Mapping the PPE supply chain

Ninety days after the COVID-19 emergency declaration, a Senate panel examined how U.S. responders are managing procurement and delivery of needed supplies.


As part of the COVID-19 pandemic response, a multiagency effort collected commercial data on personal protective equipment from distributors to visualize the supply chain and help direct material where it was needed most, according to a senior defense official testifying at a June 9 oversight hearing.

Rear Adm. John Polowczyk, vice director of logistics for the Joint Chiefs of Staff, told the Senate Homeland Security and Government Affairs committee convened to discuss federal procurement 90 days after President Donald Trump's declaration of a national emergency that an "unprecedented" effort assembled a new data system in just two weeks.

"We consolidated business systems data from the six major medical distributors into the cloud at [the Federal Emergency Management Agency] creating a data lake of information for the first time using a supply chain tool" from the Defense Department. "We could now see inventory held by competing companies for distribution in the U.S. and how the supply chain was filling those orders," Polowczyk, who directs the cross-agency Supply Chain Stabilization Task Force, said.

That supply chain data from commercial firms Cardinal Health, Concordance, Henry Schein, McKesson, Medline and Owens and Minor, was combined with information from the Centers for Disease Control and Prevention "to ensure that commercial markets moved resources to the hot spots." Polowczyk added that expansion of this effort is needed to "align U.S. manufacturers with current COVID and future demands."

The system was used to support Project Air Bridge, a White House effort led by Jared Kushner, the president's son-in-law and senior advisor, to transport and distribute needed PPE to COVID hotspots. Multiple press reports and congressional oversight efforts have described that effort as mismanaged, duplicative and ineffective when it came to distributing N95 masks, one of the most needed items in the PPE arsenal. 

Sen. Elizabeth Warren (D-Mass.) is leading a push to have the Pandemic Response Accountability Committee, currently led by Justice Department Inspector General Michael Horowitz, investigate the $91 million program.

"Our investigation found Project Air Bridge -- like the broader Trump Administration response to coronavirus -- has been marked by delays, incompetence, confusion, ethics questions, and secrecy across multiple federal agencies and in the White House," Warren said in a June 8 statement.

According to written testimony submitted jointly by Polowczyk and FEMA Director Peter Gaynor, the project "was integral to the federal strategy to manage critical shortages of PPE and other medical supplies by accelerating international deliveries until domestic and foreign manufacturers could increase production to well above pre-COVID-19 levels and standard supply chains could begin to stabilize."

Additionally, at the hearing, Gaynor and Polowczyk testified that they didn't have any knowledge of any intervention from the White House to direct contracts or delivery of supplies to favored states or institutions.

"I have the highest confidence in my contracting team … that every contract was executed according to all the federal regulations without influence from anyone in government no matter where they sit," Gaynor said in response to question from Sen.

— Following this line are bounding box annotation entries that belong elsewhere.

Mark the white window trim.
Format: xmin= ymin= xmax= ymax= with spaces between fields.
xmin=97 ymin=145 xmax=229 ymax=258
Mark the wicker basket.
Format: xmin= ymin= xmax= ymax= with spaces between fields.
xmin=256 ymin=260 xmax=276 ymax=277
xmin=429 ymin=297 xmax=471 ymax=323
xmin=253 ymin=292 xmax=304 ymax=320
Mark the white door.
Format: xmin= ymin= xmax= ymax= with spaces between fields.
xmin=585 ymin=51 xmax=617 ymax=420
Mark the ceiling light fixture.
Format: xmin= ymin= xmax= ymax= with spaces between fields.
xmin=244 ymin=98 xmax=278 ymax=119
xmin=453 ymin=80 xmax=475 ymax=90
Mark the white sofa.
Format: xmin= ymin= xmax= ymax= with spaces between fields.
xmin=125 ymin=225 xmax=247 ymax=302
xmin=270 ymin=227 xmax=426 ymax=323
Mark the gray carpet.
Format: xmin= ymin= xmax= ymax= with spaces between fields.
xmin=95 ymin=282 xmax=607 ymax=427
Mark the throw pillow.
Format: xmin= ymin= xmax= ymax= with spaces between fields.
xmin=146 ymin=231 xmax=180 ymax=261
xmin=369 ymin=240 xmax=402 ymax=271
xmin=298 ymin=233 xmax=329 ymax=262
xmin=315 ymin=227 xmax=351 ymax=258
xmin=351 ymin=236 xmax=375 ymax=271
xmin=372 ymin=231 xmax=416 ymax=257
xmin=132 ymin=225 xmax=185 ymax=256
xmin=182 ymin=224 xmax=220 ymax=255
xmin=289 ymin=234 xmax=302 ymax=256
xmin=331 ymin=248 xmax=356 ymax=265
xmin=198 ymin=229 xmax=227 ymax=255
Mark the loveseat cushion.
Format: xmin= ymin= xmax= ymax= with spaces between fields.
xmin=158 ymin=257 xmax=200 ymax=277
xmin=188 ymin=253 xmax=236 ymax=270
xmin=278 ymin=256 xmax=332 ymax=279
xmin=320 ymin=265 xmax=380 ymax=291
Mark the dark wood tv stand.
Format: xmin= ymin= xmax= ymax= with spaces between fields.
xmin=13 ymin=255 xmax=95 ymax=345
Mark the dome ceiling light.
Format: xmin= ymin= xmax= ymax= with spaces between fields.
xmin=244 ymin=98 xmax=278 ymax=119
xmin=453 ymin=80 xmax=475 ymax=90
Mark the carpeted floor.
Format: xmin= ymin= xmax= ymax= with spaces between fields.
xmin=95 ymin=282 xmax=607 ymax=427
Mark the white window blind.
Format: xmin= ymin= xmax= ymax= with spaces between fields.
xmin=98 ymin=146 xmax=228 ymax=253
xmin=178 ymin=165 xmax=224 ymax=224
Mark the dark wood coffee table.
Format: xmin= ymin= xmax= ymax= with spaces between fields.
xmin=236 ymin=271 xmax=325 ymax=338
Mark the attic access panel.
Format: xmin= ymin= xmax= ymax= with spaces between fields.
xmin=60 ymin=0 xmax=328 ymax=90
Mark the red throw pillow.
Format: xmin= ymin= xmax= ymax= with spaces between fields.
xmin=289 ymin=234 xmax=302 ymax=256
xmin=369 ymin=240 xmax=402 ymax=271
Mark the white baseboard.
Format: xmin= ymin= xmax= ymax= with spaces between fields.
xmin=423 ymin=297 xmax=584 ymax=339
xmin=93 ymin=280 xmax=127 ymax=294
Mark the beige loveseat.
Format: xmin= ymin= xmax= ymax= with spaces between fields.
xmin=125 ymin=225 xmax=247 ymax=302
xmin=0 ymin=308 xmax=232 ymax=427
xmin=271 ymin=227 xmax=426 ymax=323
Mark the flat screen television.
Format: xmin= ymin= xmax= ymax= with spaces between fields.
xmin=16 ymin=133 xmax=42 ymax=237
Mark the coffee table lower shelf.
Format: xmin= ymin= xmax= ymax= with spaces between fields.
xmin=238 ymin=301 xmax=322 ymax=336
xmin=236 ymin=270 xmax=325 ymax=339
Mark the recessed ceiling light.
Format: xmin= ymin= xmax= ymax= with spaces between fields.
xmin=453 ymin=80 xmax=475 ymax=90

Kamala Harris (D-Calif.)

According to officials and to FEMA data obtained and released by Sen. Maggie Hassan (D-N.H.) at the June 9 Senate hearing, the U.S. is stepping up efforts to increase domestic manufacture of some needed items, including N95 masks.

"I've had a consistent frustration … about the administration's inability or refusal to publicly lay out clear, numerical projections and goals for its COVID-19 response," Hassan said.

According to data from the Supply Chain Stabilization Task Force, FEMA expects domestic production of N95s to exceed the need of hospitals by August. By October, according to FEMA, monthly production will exceed 140 million, meeting the needs of hospitals, long-term care facilities and first responders. The agency hopes that by winter, U.S. manufacturers will be producing 180 million masks per month. The task force is also overseeing a push to increase domestic manufacture of medical gowns, surgical masks, face shields and nitrile gloves.

Sen. Rob Portman (R-Ohio) wanted more details on when the government, under the auspices of FEMA or the Defense Logistics Agency, would begin to issue long-term contracts to send "demand signals" to vendors that the U.S. is serious about "reshoring" PPE manufacture.

Polowczyk said that he was currently working on "aggregating long-term demand" from government buyers, including DOD, FEMA and the Department of Veterans Affairs as well as states to "bring that to industry to say that this a repeatable long-term demand for health care items, not just PPE."